Elle a dit ça le plus naturellement du monde, j'en reste coi. Ni avis ni permission demandée, comme s'il était inutile de négocier.

—Euh... oui, dans l'armoire à glace, mais... Corinne, tu n'es pas obligée de...

—Oh tais-toi, Mike ! Tu as mal, alors on arrête la galanterie pour aujourd'hui et on te soigne. Tu crois que je vais rentrer chez moi la conscience tranquille si tu ne sais plus poser un pied à terre sans geindre ?
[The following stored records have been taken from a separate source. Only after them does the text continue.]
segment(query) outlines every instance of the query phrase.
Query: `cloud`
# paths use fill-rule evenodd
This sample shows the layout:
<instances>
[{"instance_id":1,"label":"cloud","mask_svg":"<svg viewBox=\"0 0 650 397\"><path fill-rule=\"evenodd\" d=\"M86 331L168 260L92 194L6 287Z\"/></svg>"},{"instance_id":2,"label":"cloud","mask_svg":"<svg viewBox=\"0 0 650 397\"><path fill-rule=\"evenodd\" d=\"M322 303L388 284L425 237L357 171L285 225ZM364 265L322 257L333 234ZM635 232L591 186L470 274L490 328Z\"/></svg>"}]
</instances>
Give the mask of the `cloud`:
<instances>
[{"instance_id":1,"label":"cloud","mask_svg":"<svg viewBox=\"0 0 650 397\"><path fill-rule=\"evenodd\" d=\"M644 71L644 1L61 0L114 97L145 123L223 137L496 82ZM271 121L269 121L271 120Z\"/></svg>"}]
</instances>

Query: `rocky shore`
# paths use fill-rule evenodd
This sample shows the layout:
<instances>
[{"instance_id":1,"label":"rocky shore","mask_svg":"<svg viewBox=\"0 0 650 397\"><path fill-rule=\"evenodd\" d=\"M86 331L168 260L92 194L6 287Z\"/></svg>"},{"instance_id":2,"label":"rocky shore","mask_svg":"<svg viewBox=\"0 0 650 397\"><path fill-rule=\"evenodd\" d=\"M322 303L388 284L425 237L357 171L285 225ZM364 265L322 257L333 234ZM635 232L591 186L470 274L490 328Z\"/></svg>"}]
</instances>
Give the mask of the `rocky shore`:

Et elle quitte la pièce. Je crois que jusqu'à son retour, je suis resté bouche bée à regarder la porte empruntée. Par chance, elle y est allée par la chambre de ma fille, je n'aurais pas voulu qu'elle tombe sur mes releveurs, béquilles et autres indices de ma santé médiocre. Oui, c'est ce que je suis devenu, médiocre. À survivre sur la mutuelle, parce qu'après deux heures de travail, je suis KO. À déambuler comme je peux, plus lentement que les autres passants. À me souvenir chaque matin que les douleurs ne s'en iront jamais complètement. Dans ce calvaire, sa candeur me fait du bien. Le massage changera peu les choses, son effet n'est que temporaire et certains gestes pour les muscles ne conviennent pas aux nerfs. Tant pis, je payerai le prix de mon mensonge. Je le ferai un peu devant elle pour la rassurer, puis je me déplacerai en mordant sur ma chique, comme je dois souvent le faire.